18. Comprehensive and consistent Coding of clinical information across the practice resulting in
an accurate patient health record data base; essential for producing informative reporting and
assisting in the achievement of Quality and Outcomes Standards, as defined by the Department
of Health.
19. GP to GP Electronic links - The practice intends to implement GP to GP electronic links in 2013.
This will allow timely patient clinical information held by the patient’s previous GP to become
available at the point of registration with our practice.
20. GP to Pharmacy Electronic Links- The practice has completed the first stage of Electronic
prescribing with the bar coding of prescriptions for use by pharmacists. It is hoped that by the end
of 2013, we shall be in a position of having direct electronic links with pharmacies. When linked,
Pharmacies will be able to manage repeat prescriptions for patients electronically. This will
eliminate the need for patients to put in requests for repeat prescriptions and then collect these
prescriptions from the practice to take to the pharmacy.
21. Improved and extended use of internal electronic messaging should improve
communications within the practice and result in a better response from the practice to patients’
enquiries.
TELEPHONE SYSTEM
22. Additional member of staff assisting with telephone calls and on Reception during our busiest
periods : Monday and Friday mornings – a new member of staff has been recruited and should be
able to undertake this responsibility in May 2013.
23. A patient self –check in system to be installed in May/June 2013, with a view to reducing queues
in reception.
QUALITY OF CONSULTATION
24. Consultation lengths to be reviewed to establish optimum value from consultation for both patient
and clinician.
25. Forthcoming GP Appraisals to identify communication skills as an area for further development.
26. GPs to give clear reasons for why they can only deal with one problem during their 10 minute
consultation. This will ensure that patients do not leave the consultation with the feeling of lack of
care.
PREMISES
27. An electronic display board, which displays important health information and shows the patient’s
name when they are being called by the doctor for their consultation, will be installed by July
2013.. This will certainly help those patients with hearing and language difficulties.
28. All window coverings in the surgery to be replaced by vertical blinds which do not collect dirt and
dust.
29. In preparation for our Care Quality Commission (CQC) Inspection from April 2013, a full premises
survey has been undertaken and recommendations for improvement will be acted upon.

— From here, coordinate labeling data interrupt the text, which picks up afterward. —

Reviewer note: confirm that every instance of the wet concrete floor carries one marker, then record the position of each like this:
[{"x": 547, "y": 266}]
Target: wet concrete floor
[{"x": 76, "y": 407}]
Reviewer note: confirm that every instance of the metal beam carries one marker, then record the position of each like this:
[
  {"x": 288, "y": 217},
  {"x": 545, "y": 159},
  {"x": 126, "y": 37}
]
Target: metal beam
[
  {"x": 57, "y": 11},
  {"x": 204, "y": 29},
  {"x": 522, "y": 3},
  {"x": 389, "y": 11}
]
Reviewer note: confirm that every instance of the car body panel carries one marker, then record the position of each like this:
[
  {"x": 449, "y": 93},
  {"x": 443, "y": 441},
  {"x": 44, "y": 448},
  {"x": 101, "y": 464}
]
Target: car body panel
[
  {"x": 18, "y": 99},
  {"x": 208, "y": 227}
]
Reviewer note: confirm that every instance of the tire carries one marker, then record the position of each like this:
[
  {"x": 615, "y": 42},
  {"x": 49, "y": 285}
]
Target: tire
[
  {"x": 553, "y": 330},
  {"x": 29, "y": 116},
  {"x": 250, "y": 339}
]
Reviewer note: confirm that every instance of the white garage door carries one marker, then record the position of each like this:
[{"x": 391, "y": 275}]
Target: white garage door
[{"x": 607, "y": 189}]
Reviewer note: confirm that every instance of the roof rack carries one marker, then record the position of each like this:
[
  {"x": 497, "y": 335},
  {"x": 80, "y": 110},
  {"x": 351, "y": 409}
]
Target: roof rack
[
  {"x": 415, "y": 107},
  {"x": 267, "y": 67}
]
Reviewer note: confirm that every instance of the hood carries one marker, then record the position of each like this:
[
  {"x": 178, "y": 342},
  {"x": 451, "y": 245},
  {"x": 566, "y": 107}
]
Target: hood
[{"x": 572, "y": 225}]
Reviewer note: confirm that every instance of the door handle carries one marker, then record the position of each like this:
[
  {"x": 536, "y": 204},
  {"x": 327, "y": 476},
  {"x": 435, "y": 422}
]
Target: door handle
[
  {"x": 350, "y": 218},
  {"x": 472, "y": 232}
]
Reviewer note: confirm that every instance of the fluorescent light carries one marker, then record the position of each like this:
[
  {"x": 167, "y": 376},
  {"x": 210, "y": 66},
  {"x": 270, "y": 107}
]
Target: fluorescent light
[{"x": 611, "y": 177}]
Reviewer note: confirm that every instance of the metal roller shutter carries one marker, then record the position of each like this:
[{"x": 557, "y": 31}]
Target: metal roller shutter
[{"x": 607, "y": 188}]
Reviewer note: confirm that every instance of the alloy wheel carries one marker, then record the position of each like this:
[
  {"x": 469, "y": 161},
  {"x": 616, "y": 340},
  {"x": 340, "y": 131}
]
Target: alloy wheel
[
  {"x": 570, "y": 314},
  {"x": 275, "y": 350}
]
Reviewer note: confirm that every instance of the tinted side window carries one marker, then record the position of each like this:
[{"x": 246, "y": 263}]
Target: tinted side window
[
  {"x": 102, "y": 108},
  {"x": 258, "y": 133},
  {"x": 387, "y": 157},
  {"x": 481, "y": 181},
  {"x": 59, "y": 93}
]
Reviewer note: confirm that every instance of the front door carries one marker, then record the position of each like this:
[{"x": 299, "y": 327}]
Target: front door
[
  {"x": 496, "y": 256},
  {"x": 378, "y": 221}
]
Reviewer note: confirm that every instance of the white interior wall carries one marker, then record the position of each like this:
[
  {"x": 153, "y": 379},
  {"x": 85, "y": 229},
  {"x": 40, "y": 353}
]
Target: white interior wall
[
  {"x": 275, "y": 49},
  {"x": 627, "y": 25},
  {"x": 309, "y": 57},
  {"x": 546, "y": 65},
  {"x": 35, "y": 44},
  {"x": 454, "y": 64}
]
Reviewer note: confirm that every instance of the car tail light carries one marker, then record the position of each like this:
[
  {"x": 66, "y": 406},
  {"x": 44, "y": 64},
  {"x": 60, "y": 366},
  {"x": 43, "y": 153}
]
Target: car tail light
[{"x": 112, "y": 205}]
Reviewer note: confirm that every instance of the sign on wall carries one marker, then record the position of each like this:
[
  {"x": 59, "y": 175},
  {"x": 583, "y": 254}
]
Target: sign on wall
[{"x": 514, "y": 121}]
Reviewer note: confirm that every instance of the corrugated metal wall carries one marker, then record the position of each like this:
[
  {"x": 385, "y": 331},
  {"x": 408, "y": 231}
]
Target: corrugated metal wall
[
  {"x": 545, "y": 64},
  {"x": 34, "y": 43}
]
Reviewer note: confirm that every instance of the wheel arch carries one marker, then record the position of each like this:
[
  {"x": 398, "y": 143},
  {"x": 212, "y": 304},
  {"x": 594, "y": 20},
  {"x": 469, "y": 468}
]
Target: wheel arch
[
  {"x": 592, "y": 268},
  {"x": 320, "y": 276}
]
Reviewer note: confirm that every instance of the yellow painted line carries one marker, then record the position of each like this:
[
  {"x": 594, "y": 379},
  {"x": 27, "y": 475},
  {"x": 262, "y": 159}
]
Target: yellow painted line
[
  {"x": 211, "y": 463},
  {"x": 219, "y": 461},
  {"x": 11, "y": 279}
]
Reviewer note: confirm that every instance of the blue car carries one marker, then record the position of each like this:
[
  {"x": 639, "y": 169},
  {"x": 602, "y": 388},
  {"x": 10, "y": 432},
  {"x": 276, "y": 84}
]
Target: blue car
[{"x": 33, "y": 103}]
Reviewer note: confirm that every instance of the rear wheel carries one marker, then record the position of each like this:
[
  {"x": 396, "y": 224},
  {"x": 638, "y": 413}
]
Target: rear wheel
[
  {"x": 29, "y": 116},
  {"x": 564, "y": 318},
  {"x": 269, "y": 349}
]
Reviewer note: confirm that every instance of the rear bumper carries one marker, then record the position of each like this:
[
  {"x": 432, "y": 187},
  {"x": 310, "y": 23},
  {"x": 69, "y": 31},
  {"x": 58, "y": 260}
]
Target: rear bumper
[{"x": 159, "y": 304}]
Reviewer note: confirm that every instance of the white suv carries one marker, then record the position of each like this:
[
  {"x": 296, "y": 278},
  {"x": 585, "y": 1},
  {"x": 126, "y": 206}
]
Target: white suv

30. Installation of clinical sinks that meet NHS specifications have been installed in all consulting
rooms with effect from February 2013.
31. A revised surgery cleaning contract that meets Health & Safety and Infection control measures
imposed by the CQC will be set up and put out to tender.
32. Further improvements to the flooring and ceiling in the waiting rooms and the flooring in the
consulting rooms will be considered.
OTHER SERVICES
33. An additional Phlebotomy clinic provided on Thursday mornings (8am to 10am) with a view to
extending the length of these sessions.
34. Dr Bluston intends to host a Carers evening to be held at a local community hall, where the profile
of our services and other services can be highlighted to patients and their carers.
35. The Practice is now a designated Yellow Fever Centre, where patients from any surgery can now
receive this important vaccine.
36. Our Health Care Assistant now provides Health Checks for healthy patients between the ages of
40 and 74. We hope to identify any patients, as early as possible, who may be at risk of
cardiovascular or hypertensive disease.
COMMUNICATION
37. The Practice has now adopted and is using a Mobile texting facility which it hopes to extend to
reminding patients of their appointment.
38. Patient mobile numbers are being collected for the above purpose and where possible, email
addresses are also being collected.
39. Leaflets explaining about the Patient Summary Care Record will be posted in the Waiting Rooms.
This explains that, unless they opt out, information about their medication, allergies, sensitivities
and medical history will be available to hospital doctors to access in the event of an emergency.